A espelunca continua
do mesmo jeito. Tudo sujo e desorganizado, como de costume.
A faxina é por minha conta, e não sou um doméstico
dos mais dedicados. Ao centro do quarto nota-se uma montanha
de roupas que começa a ser molhada pelos pingos de
uma nova goteira, gerada por uma infiltração
antiga, que enfeita as paredes cinzas e sujas. Pelo menos
a água não cai no chão, nem precisa
do balde. No banheiro, confiro minha cara inchada de ressaca
no espelho, escovo os dentes e dou uma mijada: o repetitivo
rito matinal. A geladeira se mantém quase vazia.
Um resto de leite, alguns ovos, um vidro de catchup vazio
e duas maçãs. Café da manhã:
meio copo de leite, um ovo frito e uma maça. Saúde
é o que interessa.
Alimentado, desço
em busca do cartão telefônico da esperança.
Depois de um ano enviando currículos sistematicamente,
ganhando portas na cara e desculpas esfarrapadas de todos
os tipos, qualquer possibilidade de um “sim”
é assustadoramente empolgante. A dona da pensão,
uma gorda exageradamente tosca e antipática, varre
próximo ao portão e impede a minha passagem.

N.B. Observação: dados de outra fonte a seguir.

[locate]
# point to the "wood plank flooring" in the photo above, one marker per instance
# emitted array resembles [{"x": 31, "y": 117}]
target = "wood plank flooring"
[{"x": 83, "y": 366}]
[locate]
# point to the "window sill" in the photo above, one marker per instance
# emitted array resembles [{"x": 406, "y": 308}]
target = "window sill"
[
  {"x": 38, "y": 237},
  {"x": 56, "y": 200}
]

Esbanjando feiúra e com uma voz incrivelmente irritante,
me cobra mais uma vez o dinheiro do mês, com a ameaça
constante da dispensa.
– “Essa semana rola um emprego, Dona Elisângela.
Tenho certeza”.
– “Eu quero só ver”, responde rabugenta.
No caminho, um camarada
estranho que eu nunca vi na vida me cumprimenta do nada.
Franze a testa, abaixa as sobrancelhas e acena discretamente,
como se ninguém pudesse testemunhar nosso encontro.
Um fenômeno bem curioso que une duas situações
engraçadas: o jeito peculiar que cada um tem de cumprimentar
os outros – quase uma linha mestra da personalidade
humana –, e a incrível gama de pessoas que
se cumprimentam sem se conhecer. Pelo menos comigo essa
última é cotidiana. Com acenos, sorrisos,
ou mesmo falas. Sempre topo com algum conhecido que não
conheço. Devo parecer alguém famoso. Quem
sabe não me viram no Show do Milhão?
O orelhão era
marcado por anúncios e mensagens pessoais: “Sheila,
morena gostosa, topa tudo, 96cm de busto. 9457-0089”,
“Wesley, você é um filho-da-puta!”.
Porra, Wesley, o que você andou aprontando? Tento
discar o número do telefone, mas vacilo com as teclas
difíceis do orelhão. Desligo. Tento de novo
e dá ocupado. Tensão. Suor na mão.
Coração acelerado. Idéias na cabeça.
Resolvo fumar um cigarro antes de tentar a próxima
ligação, para quebrar a ansiedade.
Penso no Show do Milhão.
O que você faria com um milhão? Essa pergunta
clássica era minha preocupação às
9h da manhã, quando dormia, em um sonho sensacional,
lotado de alegria, risadas, senhoras aos gritos, Sílvio
Santos e minha conta cheia de grana. Agora, uma hora depois,
minha maior esperança financeira é um número
desconhecido. Tento de novo, agora assim começa a
chamar. E atende.
- “Alô”, uma mulher responde quase gritando,
apressada, com o barulho de pessoas que conversavam no fundo.
– “Oi. Olha só, tinha uma chamada não
atendida desse número no meu celular. Queria saber
quem era”.
– “Oi!”, ela grita. “Espera aí,
vou te ligar em um instante, deixa eu só sair dessa
barulheira!”.
– “Okay”.
Nervosismo e ansiedade.
Quem era no telefone, o que estava acontecendo? A memória
puxa as lembranças das inúmeras entrevistas
de emprego e seleciona as melhores, as que mais gerariam
chances. São poucas, infelizmente. Não sou
dos melhores em entrevistas de emprego. Gaguejo, tremo,
rôo unha, falo merda. O celular toca. Respiro fundo.
– “Rogério? Onde você tá,
porra?! Não vai vir no seminário?!”,
a mulher já chega gritando, cobrando a minha presença.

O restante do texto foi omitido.